# stockage minimum pour bootcamp ou VM



## tristanWX (30 Décembre 2017)

bonjour 
voila j'ai besoin a tous pris d'avoir windows pour le boulot 
mais je n'ai pas beaucoup espace sur mon mac j'ai pensez à mettre une VM sur un DD externe que pensez vous 

quel est le stockage minimum pour avoir un bootcamp

je n'ai pas besoin de beaucoup espace c'est juste pour utiliser une clef usb "ATRIOM" qui est seulement lisible sur windob
merci la marine


----------



## Locke (30 Décembre 2017)

Pour une partition Boot Camp, Apple préconise un espace minimal de 55 Go.

Pour une VM, il faut tabler sur un espace minimal de 25 à 30 Go, mais sur le fond c'est un peu différent dans la mesure ou ce foutu dossier winSXS dans Windows grossira inexorablement avec le temps. Sous VMware, on peut dans les préférences avant de lancer une VM récupérer un peu d'espace.

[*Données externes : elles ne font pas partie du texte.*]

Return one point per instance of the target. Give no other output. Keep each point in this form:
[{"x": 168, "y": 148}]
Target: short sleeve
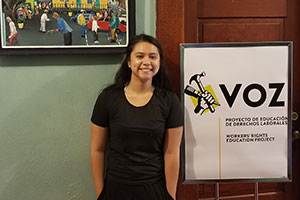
[
  {"x": 100, "y": 113},
  {"x": 175, "y": 117}
]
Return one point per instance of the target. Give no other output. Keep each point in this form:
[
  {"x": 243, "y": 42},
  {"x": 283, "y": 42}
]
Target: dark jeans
[
  {"x": 120, "y": 191},
  {"x": 68, "y": 38}
]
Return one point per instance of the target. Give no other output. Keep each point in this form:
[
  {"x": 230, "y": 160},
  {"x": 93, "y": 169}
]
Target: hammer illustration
[{"x": 196, "y": 78}]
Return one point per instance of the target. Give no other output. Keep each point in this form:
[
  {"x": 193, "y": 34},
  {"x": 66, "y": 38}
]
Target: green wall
[{"x": 45, "y": 107}]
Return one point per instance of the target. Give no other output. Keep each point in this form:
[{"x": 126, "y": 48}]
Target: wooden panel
[
  {"x": 241, "y": 8},
  {"x": 240, "y": 30},
  {"x": 243, "y": 191},
  {"x": 170, "y": 33}
]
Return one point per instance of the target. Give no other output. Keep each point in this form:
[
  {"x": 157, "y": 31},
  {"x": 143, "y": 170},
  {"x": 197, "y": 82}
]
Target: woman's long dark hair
[{"x": 123, "y": 76}]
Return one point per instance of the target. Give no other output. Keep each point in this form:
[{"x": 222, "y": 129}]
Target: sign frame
[{"x": 184, "y": 143}]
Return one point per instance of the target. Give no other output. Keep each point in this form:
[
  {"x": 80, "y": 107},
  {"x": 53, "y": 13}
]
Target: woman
[{"x": 140, "y": 119}]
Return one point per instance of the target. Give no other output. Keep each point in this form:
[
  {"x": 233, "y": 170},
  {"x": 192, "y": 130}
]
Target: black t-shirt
[{"x": 136, "y": 134}]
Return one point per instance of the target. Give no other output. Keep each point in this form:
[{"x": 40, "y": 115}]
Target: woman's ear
[{"x": 128, "y": 63}]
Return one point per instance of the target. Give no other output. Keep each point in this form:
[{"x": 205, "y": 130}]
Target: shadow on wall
[
  {"x": 61, "y": 60},
  {"x": 44, "y": 130}
]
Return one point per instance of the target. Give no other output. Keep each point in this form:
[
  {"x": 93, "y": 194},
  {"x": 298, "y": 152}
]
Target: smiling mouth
[{"x": 146, "y": 69}]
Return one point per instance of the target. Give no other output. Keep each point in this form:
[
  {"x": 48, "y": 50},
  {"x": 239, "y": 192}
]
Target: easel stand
[{"x": 217, "y": 191}]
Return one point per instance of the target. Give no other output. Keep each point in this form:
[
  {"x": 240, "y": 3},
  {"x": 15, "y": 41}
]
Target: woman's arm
[
  {"x": 171, "y": 156},
  {"x": 97, "y": 156}
]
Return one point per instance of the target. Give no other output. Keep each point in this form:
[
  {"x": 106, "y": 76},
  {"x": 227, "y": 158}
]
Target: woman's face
[{"x": 144, "y": 61}]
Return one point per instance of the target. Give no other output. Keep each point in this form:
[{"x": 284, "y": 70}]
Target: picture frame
[{"x": 67, "y": 27}]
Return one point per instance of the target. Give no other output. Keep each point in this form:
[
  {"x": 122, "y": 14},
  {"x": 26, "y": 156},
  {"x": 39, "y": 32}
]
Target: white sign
[{"x": 237, "y": 109}]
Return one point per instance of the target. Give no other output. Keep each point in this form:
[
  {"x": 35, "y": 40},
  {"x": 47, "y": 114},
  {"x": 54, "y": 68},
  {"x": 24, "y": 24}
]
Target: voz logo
[
  {"x": 204, "y": 98},
  {"x": 230, "y": 98}
]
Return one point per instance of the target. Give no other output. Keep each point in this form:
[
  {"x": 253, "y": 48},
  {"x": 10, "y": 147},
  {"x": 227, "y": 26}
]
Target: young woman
[{"x": 140, "y": 120}]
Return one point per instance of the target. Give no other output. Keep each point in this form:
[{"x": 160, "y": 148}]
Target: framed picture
[{"x": 66, "y": 26}]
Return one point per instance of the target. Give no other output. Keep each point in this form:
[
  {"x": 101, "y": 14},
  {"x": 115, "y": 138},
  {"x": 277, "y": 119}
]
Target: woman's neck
[{"x": 139, "y": 87}]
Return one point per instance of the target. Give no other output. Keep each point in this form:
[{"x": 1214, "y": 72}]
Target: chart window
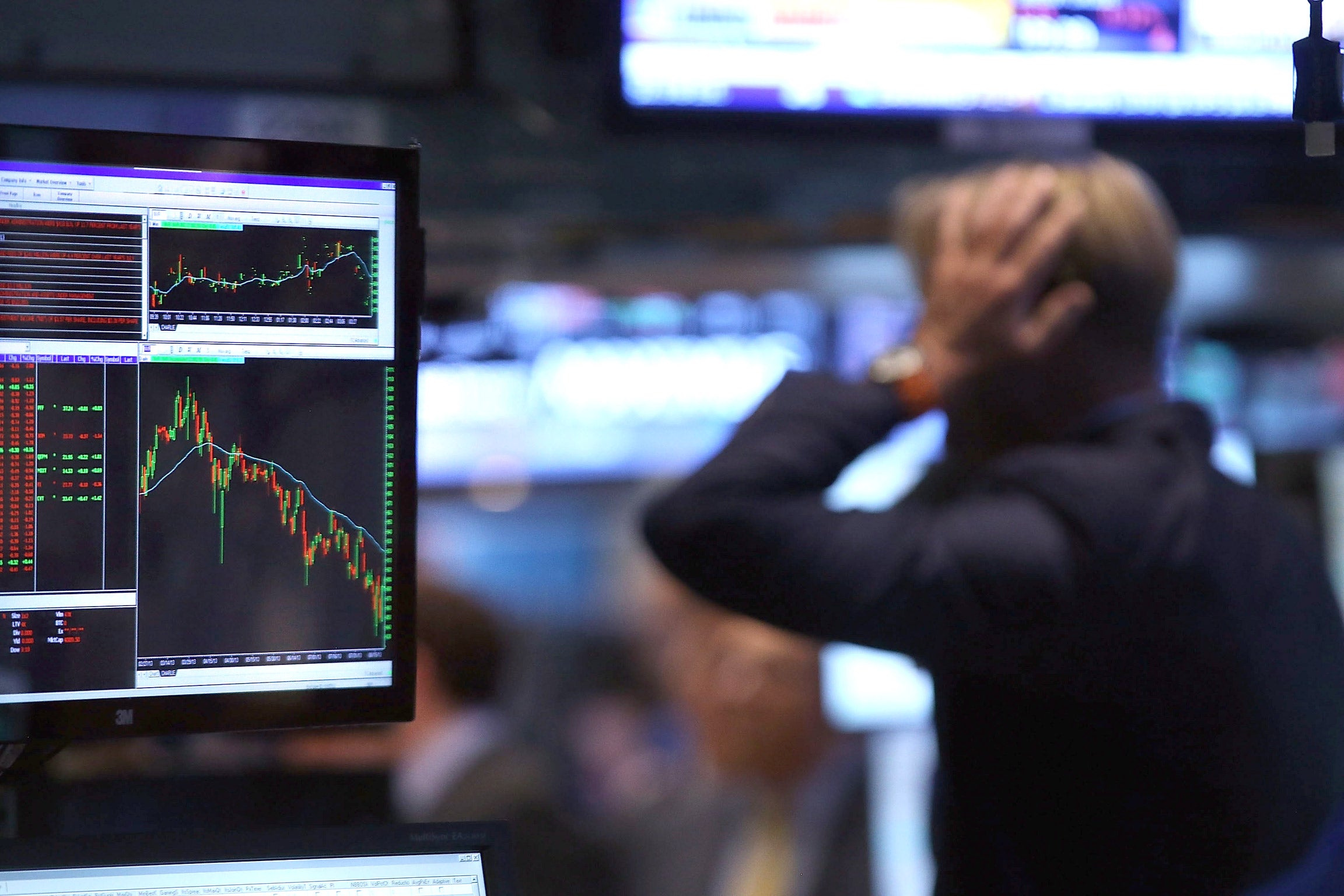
[{"x": 197, "y": 404}]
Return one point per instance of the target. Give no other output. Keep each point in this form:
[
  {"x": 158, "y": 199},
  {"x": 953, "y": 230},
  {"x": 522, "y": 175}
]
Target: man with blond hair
[{"x": 1139, "y": 664}]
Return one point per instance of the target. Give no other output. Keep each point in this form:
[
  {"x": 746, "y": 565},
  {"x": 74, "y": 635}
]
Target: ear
[{"x": 1055, "y": 317}]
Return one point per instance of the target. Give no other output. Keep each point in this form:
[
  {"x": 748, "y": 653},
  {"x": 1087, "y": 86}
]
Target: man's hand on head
[{"x": 998, "y": 250}]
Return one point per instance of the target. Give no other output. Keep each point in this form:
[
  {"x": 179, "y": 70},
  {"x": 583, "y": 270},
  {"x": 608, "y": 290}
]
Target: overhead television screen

Sous PC, Windows a un dossier winSXS qui contient une copie en 1, 2, 3, 4 voire 5 exemplaires et plus d'un même fichier .dll. Microsoft estimant que cela produit un meilleur démarrage. Je t'invite à te renseigner sur ce foutu dossier winSXS que l'on ne peut malheureusement pas modifier, ni purger, pour gagner de la place. Et tout le problème de Windows et de l'occupation de l'espace disque dur vient uniquement que de là.


----------



## tristanWX (31 Décembre 2017)

ok merci mais je vais faire un petit bootcamp de 55go sa ira merc


----------



## Locke (31 Décembre 2017)

Dans ton cas, une machine virtuelle suffira largement.


----------



## tristanWX (31 Décembre 2017)

ok merci


----------